Arredare in stile etnico significa innanzitutto riuscire a trovare un mix piuttosto omogeneo di complementi provenienti da diversi paesi e in particolare da Marocco, India ed estremo Oriente. La scelta di questo stile deriva dalla voglia di sperimentare e di utilizzare mobili e materiali differenti da quelli impiegati nell’arredamento tradizionale che siano in grado di dare alla casa un tocco nuovo, eccentrico e al tempo stesso caratteristico. È importante decidere se estendere questo particolare tipo di arredamento a tutto l’ambiente o se, invece, lo si vuole limitare a una sola stanza per distinguerla dagli altri ambienti, trasformandola in un vero angolo di particolarità. Colori, tessuti, materiali e stili sono le parole chiave del successo a cui bisognerà sempre rivolgere particolare attenzione nei diversi step che costituiranno la fase d’arredamento.

Prima di passare alla scelta e al posizionamento dei mobili è importante decidere quale tinta si vuole utilizzare sulle pareti: il colore è importante e gioca un ruolo fondamentale nel risultato finale della casa. Solitamente sono proprio i colori caldi, come l’ocra o l’arancione, o i toni più tenui, come beige e giallo, a conferire all’ambiente la giusta base per creare la vera personalità della casa perché non solo creeranno l’atmosfera adatta a ospitare il mobilio esotico, ma saranno anche in grado di riflettere sulla stanza una luce adatta a illuminare l’intero ambiente. Per quanto riguarda i materiali del mobilio, invece, la scelta è davvero ampia. Esistono soluzioni perfette per arredare casa, senza stravolgere troppo lo stile classico, come il bambù, materiale molto duttile, che è facilmente reperibile in commercio nelle diverse varianti: da quello intrecciato a quello con le canne a vista, capaci di dare un tocco elegante alla stanza ma in grado, al tempo stesso, di renderla unica nel suo genere. Altre tipologie di arredamento perfettamente compatibili con lo stile etnico sono rintracciabili in materiali come il vimini, il giunco o il rattan, una particolare fibra naturale che, come il cotone, la canna di bambù e la carta di riso, può essere utilizzata sia come rivestimento sia come base per creare oggetti decorativi o suppellettili. Importante da ricordare è anche il teak, un tipo di legno che, tra le caratteristiche, vanta una notevole resistenza agli urti e una vasta gamma di colori che vanno dalle tonalità chiare a quelle più scure tendenti al mogano.

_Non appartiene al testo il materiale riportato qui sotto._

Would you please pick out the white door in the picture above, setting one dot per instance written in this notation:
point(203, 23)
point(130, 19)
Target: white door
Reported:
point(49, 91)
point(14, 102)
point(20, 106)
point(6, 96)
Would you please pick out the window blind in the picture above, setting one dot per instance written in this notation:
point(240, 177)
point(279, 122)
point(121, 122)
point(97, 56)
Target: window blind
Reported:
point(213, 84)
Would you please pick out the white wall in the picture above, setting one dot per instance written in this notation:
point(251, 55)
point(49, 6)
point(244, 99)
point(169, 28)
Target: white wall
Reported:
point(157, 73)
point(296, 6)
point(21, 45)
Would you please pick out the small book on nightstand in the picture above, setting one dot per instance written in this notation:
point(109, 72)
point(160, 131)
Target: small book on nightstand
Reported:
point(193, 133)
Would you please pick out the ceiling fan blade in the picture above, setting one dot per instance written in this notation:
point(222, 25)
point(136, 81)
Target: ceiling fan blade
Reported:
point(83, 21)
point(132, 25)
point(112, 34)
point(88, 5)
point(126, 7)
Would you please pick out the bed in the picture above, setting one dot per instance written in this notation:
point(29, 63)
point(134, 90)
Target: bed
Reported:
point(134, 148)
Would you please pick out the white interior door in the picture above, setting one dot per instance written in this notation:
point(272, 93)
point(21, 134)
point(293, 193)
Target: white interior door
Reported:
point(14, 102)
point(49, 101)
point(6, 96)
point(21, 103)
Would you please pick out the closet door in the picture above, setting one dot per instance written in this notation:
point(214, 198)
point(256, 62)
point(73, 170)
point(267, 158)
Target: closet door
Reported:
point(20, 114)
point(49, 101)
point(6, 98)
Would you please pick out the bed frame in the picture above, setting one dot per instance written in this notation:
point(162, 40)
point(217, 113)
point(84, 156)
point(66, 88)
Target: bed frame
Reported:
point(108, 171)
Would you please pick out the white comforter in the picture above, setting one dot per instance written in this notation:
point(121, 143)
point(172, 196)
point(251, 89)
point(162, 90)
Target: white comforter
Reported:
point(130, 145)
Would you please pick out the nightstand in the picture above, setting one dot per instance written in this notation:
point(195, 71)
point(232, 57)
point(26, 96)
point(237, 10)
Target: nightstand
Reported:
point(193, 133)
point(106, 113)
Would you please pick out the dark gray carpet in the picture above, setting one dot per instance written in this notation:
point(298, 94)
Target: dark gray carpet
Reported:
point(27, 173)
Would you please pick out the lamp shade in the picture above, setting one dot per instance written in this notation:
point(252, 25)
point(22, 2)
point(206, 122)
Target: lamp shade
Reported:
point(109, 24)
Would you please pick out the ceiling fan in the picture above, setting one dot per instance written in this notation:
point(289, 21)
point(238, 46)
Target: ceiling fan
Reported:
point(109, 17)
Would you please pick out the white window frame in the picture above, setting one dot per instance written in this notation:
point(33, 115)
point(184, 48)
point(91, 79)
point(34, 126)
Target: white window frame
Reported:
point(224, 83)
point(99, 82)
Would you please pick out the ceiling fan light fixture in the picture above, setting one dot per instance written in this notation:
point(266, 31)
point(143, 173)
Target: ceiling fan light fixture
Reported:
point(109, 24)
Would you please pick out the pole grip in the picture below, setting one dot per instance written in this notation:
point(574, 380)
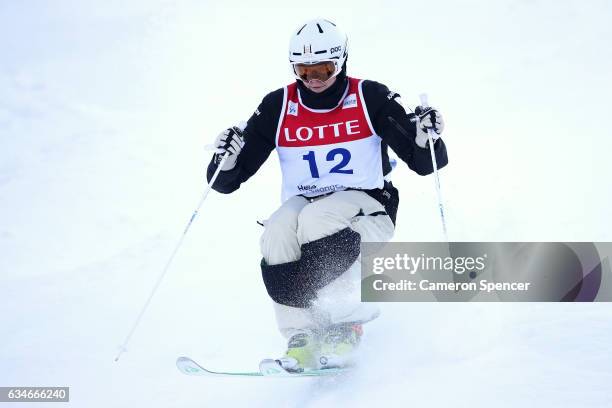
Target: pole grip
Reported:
point(424, 101)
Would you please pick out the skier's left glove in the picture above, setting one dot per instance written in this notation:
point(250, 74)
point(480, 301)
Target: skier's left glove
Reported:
point(229, 142)
point(427, 118)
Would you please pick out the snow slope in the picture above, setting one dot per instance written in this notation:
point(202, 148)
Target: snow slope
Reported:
point(105, 107)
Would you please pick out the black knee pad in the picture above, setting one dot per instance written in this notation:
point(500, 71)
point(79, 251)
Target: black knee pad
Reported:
point(323, 260)
point(285, 284)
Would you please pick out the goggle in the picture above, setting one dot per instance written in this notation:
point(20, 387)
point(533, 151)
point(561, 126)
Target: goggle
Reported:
point(321, 71)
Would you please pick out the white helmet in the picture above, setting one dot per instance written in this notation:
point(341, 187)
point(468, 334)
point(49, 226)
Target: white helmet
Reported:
point(318, 41)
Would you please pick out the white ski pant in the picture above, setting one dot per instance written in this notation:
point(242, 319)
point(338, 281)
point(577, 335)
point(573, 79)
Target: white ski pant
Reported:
point(299, 221)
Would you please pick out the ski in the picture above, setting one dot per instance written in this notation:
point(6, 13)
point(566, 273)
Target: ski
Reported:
point(267, 368)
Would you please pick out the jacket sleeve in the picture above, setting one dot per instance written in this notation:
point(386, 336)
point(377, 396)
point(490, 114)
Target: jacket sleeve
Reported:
point(382, 104)
point(259, 138)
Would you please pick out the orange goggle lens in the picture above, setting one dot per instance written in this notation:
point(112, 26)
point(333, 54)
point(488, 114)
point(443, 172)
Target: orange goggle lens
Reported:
point(321, 71)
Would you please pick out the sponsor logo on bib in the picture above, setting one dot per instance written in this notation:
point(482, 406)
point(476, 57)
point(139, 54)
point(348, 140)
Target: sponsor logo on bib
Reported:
point(350, 102)
point(292, 108)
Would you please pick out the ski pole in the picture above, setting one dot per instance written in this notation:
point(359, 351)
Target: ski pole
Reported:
point(123, 347)
point(425, 104)
point(433, 160)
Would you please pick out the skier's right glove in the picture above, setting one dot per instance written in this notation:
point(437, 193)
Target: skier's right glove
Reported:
point(427, 119)
point(229, 142)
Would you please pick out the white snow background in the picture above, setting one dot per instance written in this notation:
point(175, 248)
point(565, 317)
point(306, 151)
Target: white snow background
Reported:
point(105, 107)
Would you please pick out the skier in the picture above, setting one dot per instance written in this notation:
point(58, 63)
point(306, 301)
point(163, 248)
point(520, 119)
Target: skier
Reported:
point(331, 133)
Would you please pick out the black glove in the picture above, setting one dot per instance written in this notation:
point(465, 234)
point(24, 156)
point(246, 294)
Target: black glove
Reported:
point(428, 118)
point(230, 142)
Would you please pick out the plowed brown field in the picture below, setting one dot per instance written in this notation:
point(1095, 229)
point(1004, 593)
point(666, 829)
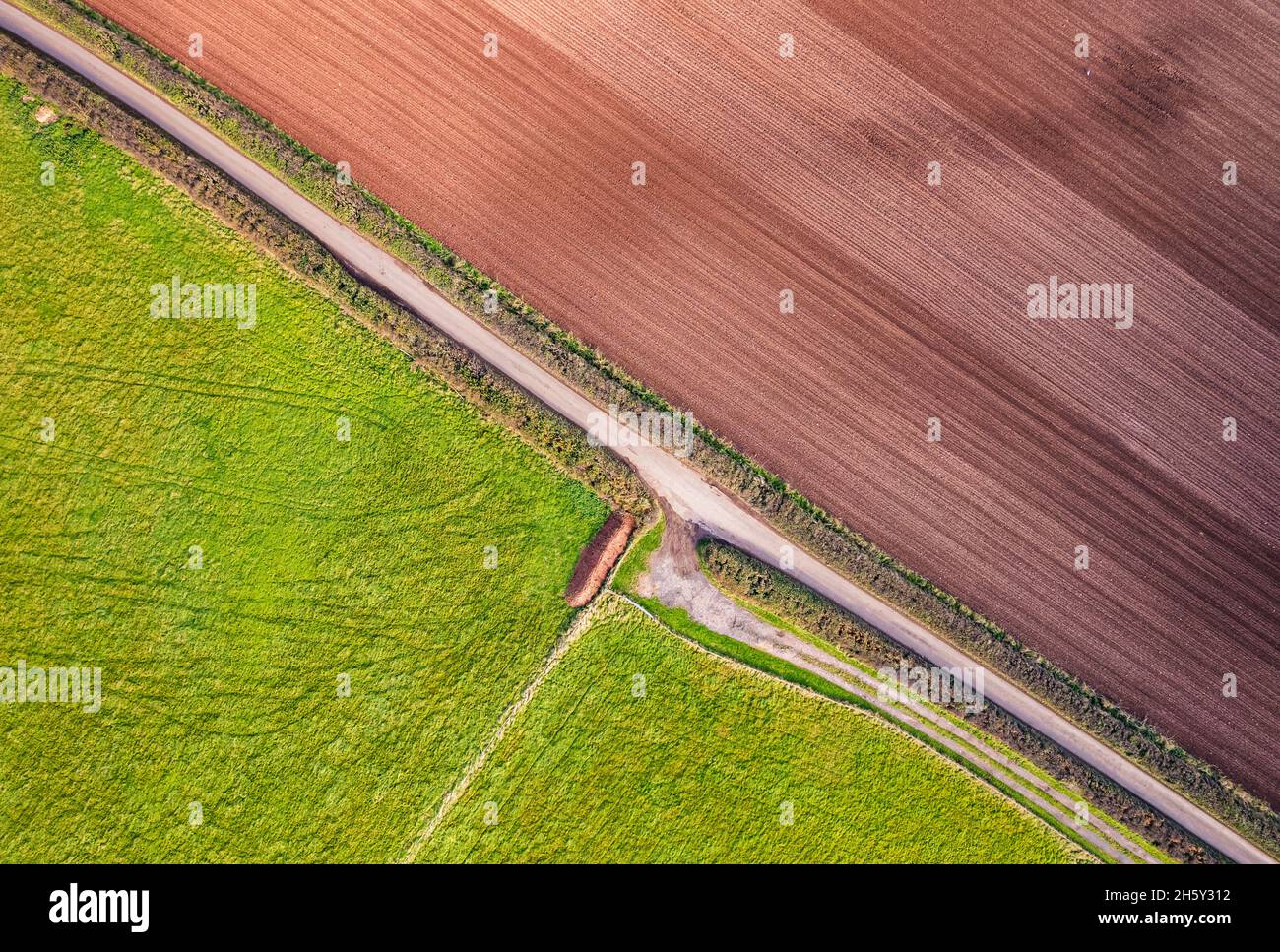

Una volta scelti i mobili che andranno a comporre il prezioso puzzle esotico che animerà le stanze della casa si potrà passare ai vari soprammobili e oggetti di arredo che renderanno l’ambiente ancor più originale. I dettagli sono parte integrante della buona riuscita di un arredamento particolare e conferiranno alla casa un tocco più ricercato e raffinato. La fantasia non dovrà mancare nella scelta dei tappeti – da quelli persiani, egiziani o tunisini -; delle sculture e statuette etniche dalle forme stilizzate; e delle lampade, capaci di creare con le loro forme e le sfumature di colore un’atmosfera avvolgente, calda ed esotica. Per dare un tocco finale allo stile etnico si può completare la stanza scegliendo profumazioni esotiche come ad esempio l’incenso che si può trovare sia sotto forma di bastoncini da bruciare oppure in diffusori. In questo modo si potranno trasformare ulteriormente le stanze della casa, assaporando con tutti i sensi il vero stile esotico.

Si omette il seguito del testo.